Developing relations between soil erodibilty factors in two different soil erosion prediction models (USLE/RUSLE and wWEPP) and fludization bed technique for mechanical soil cohesion

Authors: DEVIREN SAYGIN, SELEN - University Of Ankara; Huang, Chi Hua; Flanagan, Dennis; ERPUL, GUNAY - University Of Ankara

Submitted to: ASA-CSSA-SSSA Annual Meeting Abstracts
Publication Type: Abstract Only
Publication Acceptance Date: 7/3/2014
Publication Date: 11/2/2014
Citation: Deviren Saygin, S., Huang, C., Flanagan, D.C., Erpul, G. 2014. Developing relations between soil erodibilty factors in two different soil erosion prediction models (USLE/RUSLE and wWEPP) and fludization bed technique for mechanical soil cohesion [abstract]. American Society of Agronomy Annual Meeting, November 2-5, 2014, Long Beach, CA. 2014 CDROM.

Interpretive Summary:

Technical Abstract: Soil erosion models are valuable analysis tools that scientists and engineers use to examine observed data sets and predict the effects of possible future soil loss. In the area of water erosion, a variety of modeling technologies are available, ranging from solely qualitative models, to merely quantitative equations.

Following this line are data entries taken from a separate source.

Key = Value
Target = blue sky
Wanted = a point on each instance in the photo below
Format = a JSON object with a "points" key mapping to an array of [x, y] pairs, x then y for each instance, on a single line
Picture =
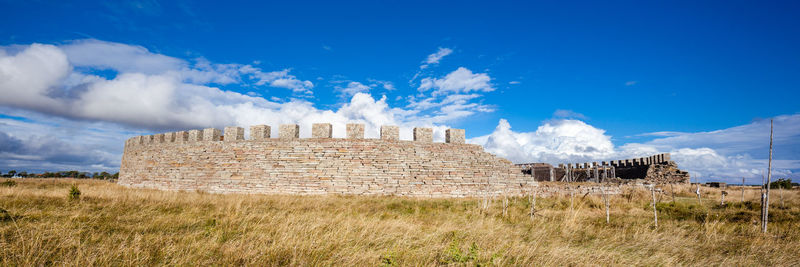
{"points": [[531, 81]]}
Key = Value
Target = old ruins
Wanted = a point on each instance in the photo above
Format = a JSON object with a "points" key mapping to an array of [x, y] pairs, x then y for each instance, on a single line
{"points": [[212, 161]]}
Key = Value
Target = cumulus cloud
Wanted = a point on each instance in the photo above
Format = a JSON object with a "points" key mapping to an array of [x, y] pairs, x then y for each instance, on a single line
{"points": [[149, 90], [352, 88], [563, 113], [717, 155], [461, 80], [436, 57], [555, 141]]}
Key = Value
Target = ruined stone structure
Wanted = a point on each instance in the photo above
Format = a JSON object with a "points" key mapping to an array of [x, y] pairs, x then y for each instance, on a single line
{"points": [[657, 168], [212, 161]]}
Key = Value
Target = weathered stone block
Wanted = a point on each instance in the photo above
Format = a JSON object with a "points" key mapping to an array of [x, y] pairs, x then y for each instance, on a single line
{"points": [[423, 135], [289, 131], [454, 136], [158, 138], [260, 132], [211, 134], [181, 137], [321, 130], [195, 135], [355, 131], [148, 139], [390, 132], [169, 137], [233, 134]]}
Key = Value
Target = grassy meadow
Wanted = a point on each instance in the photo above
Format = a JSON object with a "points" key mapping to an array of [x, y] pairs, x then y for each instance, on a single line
{"points": [[109, 224]]}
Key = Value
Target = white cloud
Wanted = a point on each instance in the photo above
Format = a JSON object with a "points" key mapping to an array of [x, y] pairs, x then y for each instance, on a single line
{"points": [[462, 80], [352, 88], [555, 141], [718, 155], [279, 79], [564, 113], [436, 57]]}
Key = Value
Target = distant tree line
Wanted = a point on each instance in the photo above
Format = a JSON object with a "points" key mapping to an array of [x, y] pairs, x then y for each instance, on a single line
{"points": [[62, 174]]}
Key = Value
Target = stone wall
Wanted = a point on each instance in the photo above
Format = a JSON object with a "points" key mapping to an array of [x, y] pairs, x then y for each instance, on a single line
{"points": [[656, 168], [290, 165]]}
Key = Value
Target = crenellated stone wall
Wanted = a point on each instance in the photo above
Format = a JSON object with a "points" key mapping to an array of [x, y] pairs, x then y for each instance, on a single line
{"points": [[656, 168], [210, 161]]}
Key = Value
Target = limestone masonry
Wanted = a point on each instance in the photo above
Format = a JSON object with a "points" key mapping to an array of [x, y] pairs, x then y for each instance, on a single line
{"points": [[656, 168], [212, 161]]}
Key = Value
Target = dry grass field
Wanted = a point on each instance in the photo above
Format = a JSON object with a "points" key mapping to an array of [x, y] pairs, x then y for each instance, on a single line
{"points": [[114, 225]]}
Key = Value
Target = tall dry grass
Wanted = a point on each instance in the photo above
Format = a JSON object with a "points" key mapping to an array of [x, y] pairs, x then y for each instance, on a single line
{"points": [[114, 225]]}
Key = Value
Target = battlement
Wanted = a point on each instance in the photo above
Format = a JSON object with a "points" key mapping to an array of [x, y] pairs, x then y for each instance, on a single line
{"points": [[288, 132], [228, 161], [659, 168]]}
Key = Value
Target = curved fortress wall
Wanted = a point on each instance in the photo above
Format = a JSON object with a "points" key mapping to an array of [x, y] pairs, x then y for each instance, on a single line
{"points": [[209, 161]]}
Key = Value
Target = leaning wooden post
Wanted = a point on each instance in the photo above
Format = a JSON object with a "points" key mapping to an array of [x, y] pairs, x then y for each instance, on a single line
{"points": [[533, 204], [769, 180], [605, 199], [571, 198], [655, 211], [742, 189], [672, 190], [763, 198], [505, 205]]}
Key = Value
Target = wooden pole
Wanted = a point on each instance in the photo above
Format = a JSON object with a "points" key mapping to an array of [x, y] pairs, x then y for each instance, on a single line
{"points": [[655, 211], [505, 205], [742, 189], [672, 189], [533, 204], [605, 199], [769, 180], [571, 198], [763, 198]]}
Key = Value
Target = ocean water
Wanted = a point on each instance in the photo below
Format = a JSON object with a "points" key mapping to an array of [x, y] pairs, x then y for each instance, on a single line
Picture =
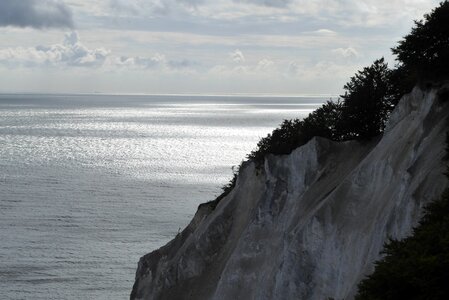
{"points": [[90, 183]]}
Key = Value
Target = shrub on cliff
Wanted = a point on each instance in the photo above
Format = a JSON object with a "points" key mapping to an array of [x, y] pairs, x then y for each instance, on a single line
{"points": [[416, 267], [424, 53], [361, 114], [367, 102], [294, 133]]}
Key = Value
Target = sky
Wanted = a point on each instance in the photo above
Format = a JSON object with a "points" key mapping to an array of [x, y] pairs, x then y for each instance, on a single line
{"points": [[275, 47]]}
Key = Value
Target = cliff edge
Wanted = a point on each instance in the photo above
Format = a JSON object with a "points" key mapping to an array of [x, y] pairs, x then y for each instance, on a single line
{"points": [[308, 225]]}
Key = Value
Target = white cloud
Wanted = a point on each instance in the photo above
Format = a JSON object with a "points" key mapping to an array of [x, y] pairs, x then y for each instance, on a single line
{"points": [[265, 64], [346, 52], [35, 13], [237, 56], [71, 53]]}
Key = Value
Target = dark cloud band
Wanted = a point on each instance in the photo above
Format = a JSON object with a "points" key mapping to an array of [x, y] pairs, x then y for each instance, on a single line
{"points": [[35, 13]]}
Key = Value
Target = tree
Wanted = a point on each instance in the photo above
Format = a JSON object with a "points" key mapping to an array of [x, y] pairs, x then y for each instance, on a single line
{"points": [[424, 53], [367, 102], [417, 267]]}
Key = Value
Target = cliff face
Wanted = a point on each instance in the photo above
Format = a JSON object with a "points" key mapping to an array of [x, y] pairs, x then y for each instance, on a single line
{"points": [[308, 225]]}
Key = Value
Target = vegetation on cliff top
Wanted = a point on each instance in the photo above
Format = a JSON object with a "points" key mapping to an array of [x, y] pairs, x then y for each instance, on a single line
{"points": [[371, 94]]}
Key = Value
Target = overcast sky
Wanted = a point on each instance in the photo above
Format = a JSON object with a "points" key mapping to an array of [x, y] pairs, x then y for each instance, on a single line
{"points": [[196, 46]]}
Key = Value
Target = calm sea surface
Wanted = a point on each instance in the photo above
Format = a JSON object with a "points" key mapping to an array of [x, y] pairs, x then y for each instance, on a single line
{"points": [[88, 184]]}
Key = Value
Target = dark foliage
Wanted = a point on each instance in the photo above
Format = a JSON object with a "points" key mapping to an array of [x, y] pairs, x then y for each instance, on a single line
{"points": [[362, 113], [417, 267], [367, 102], [424, 53]]}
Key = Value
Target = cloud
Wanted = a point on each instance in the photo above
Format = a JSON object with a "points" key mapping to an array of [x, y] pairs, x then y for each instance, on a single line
{"points": [[269, 3], [237, 56], [346, 52], [35, 13], [71, 53]]}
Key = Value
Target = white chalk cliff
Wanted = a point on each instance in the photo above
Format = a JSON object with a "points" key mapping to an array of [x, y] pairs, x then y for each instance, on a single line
{"points": [[308, 225]]}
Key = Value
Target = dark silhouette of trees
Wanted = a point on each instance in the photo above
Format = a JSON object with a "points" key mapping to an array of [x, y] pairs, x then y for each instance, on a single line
{"points": [[367, 102], [416, 267], [361, 114], [424, 53]]}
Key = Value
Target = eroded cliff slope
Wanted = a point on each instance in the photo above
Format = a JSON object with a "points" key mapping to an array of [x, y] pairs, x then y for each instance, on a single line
{"points": [[308, 225]]}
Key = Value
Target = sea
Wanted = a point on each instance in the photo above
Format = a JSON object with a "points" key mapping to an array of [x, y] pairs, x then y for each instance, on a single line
{"points": [[90, 183]]}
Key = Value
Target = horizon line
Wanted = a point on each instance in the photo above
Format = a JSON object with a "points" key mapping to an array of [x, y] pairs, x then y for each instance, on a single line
{"points": [[175, 94]]}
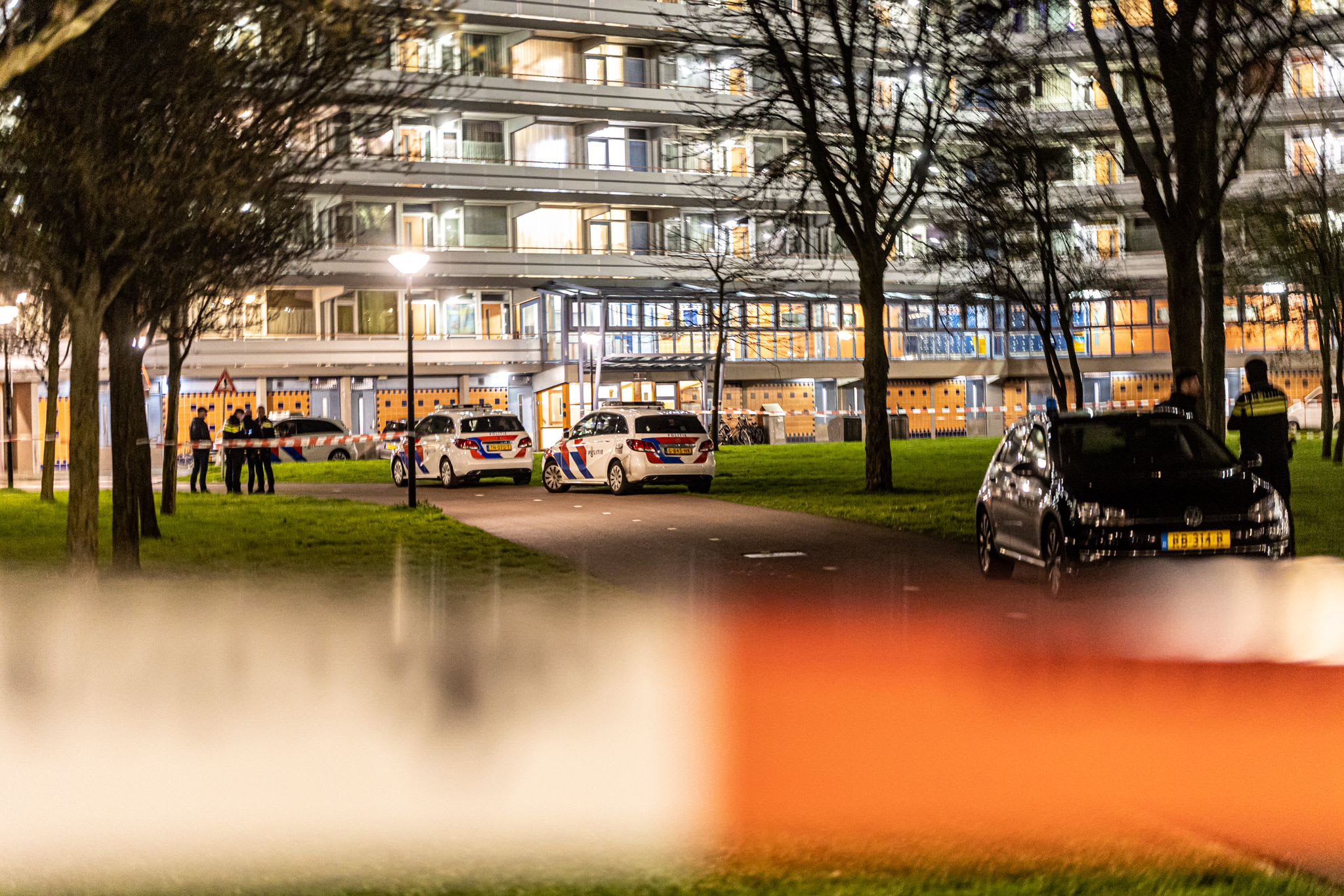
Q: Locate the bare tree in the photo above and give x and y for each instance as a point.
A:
(33, 30)
(869, 92)
(100, 193)
(1187, 87)
(718, 262)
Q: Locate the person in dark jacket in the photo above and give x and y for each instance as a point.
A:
(234, 456)
(200, 432)
(1186, 391)
(1261, 417)
(253, 455)
(265, 474)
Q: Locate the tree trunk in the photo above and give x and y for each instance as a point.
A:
(1186, 306)
(877, 374)
(1339, 387)
(721, 350)
(127, 393)
(82, 516)
(55, 321)
(169, 488)
(1323, 335)
(144, 465)
(1213, 373)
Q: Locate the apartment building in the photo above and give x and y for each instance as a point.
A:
(554, 184)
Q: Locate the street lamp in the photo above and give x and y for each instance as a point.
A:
(410, 264)
(9, 315)
(591, 340)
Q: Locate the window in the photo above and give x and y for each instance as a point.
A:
(318, 428)
(674, 424)
(585, 428)
(374, 225)
(492, 424)
(483, 140)
(486, 226)
(658, 314)
(919, 316)
(623, 315)
(460, 316)
(289, 312)
(377, 312)
(793, 315)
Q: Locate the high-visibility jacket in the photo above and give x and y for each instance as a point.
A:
(1261, 417)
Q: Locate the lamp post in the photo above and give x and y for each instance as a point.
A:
(410, 264)
(9, 315)
(591, 340)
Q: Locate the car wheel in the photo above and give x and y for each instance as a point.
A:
(1057, 562)
(992, 565)
(619, 481)
(553, 479)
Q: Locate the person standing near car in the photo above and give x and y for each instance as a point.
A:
(200, 432)
(265, 474)
(1261, 417)
(1186, 393)
(253, 455)
(234, 453)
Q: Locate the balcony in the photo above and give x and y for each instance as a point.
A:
(359, 355)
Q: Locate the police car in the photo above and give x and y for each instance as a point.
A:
(627, 445)
(460, 445)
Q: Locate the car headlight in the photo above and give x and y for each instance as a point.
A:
(1093, 514)
(1268, 510)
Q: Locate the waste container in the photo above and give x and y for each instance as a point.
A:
(846, 429)
(773, 418)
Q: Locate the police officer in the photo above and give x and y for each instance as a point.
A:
(1186, 391)
(253, 458)
(200, 432)
(265, 476)
(1261, 417)
(234, 456)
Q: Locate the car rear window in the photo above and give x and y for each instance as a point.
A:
(674, 424)
(492, 424)
(1145, 442)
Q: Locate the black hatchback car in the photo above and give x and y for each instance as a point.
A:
(1069, 491)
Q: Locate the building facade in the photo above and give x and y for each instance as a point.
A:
(553, 183)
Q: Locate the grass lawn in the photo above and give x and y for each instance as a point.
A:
(273, 535)
(936, 483)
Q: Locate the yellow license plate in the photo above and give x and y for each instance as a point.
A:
(1205, 540)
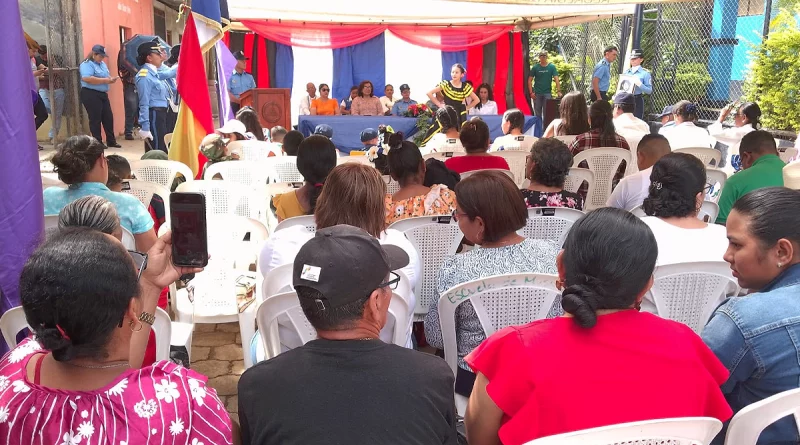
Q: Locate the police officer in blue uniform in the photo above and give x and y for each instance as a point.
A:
(240, 81)
(601, 76)
(644, 81)
(153, 94)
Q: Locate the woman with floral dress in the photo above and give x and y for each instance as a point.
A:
(546, 169)
(413, 199)
(72, 383)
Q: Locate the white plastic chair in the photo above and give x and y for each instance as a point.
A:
(576, 177)
(604, 163)
(306, 221)
(434, 238)
(162, 173)
(689, 292)
(13, 321)
(747, 424)
(508, 173)
(704, 154)
(144, 191)
(516, 163)
(678, 431)
(550, 223)
(499, 301)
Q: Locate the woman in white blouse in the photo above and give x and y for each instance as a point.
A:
(487, 105)
(685, 133)
(746, 119)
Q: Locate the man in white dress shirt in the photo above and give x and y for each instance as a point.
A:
(633, 189)
(305, 102)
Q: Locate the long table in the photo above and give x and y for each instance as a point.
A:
(347, 129)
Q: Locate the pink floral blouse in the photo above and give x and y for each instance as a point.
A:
(159, 404)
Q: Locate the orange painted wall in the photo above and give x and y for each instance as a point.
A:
(100, 22)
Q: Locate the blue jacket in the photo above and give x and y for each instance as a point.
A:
(757, 337)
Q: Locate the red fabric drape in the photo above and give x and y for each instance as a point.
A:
(520, 96)
(450, 38)
(249, 39)
(475, 65)
(503, 50)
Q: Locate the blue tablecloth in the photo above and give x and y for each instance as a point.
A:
(347, 129)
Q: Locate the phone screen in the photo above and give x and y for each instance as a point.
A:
(189, 236)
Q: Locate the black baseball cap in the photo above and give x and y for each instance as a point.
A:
(344, 264)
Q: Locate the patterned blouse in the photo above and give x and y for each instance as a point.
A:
(440, 200)
(160, 404)
(531, 256)
(563, 198)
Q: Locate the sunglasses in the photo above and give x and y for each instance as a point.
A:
(391, 284)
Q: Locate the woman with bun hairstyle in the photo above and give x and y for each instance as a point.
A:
(622, 365)
(407, 167)
(80, 162)
(90, 304)
(685, 133)
(474, 137)
(316, 157)
(746, 118)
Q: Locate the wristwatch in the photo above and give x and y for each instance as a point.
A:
(147, 318)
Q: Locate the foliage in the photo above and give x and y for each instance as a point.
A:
(774, 78)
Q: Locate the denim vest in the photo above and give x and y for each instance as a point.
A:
(757, 338)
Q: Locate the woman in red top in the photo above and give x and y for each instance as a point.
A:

The main purposes of this study performed in USDA-National Soil Erosion Research Laboratory (NSERL) can be summarized as developing soil erodibility equations in the defined models by obtaining new data set under rainfall experiments and to link the USLE/RUSLE-based erosion prediction technology and the process-based WEPP model which is partitioned depending upon the water erosion processes splash detachment, interrill and rill erosion. In this context, soil erodibility potentials of two different soil samples were collected from the State of Washington and qualified under simulation conditions and the relationships between process-based erodibility parameters such as interrill and rill erodibility and critical shear stress and the empirically based USLE/RUSLE-K term were investigated. Rainfall simulations were performed under a sequence of rainfall intensities: 50 mm h-1 for one hour, 25 mm h-1 for 20 minutes, 75 mm h-1 for 10 minutes, and 100 mm h-1 for 10 minutes to obtain erosion data sets with 4 different intensities. This data was used to derive interrill erodibility. A mini-flume with a gradually increasing flow rate conditions was used in order to derive rill erodibility and critical shear stress. A Fludization Bed Technique, a new approach for measuring mechanical soil cohesion in laboratory conditions, was performed to obtain new relationships between models and technique.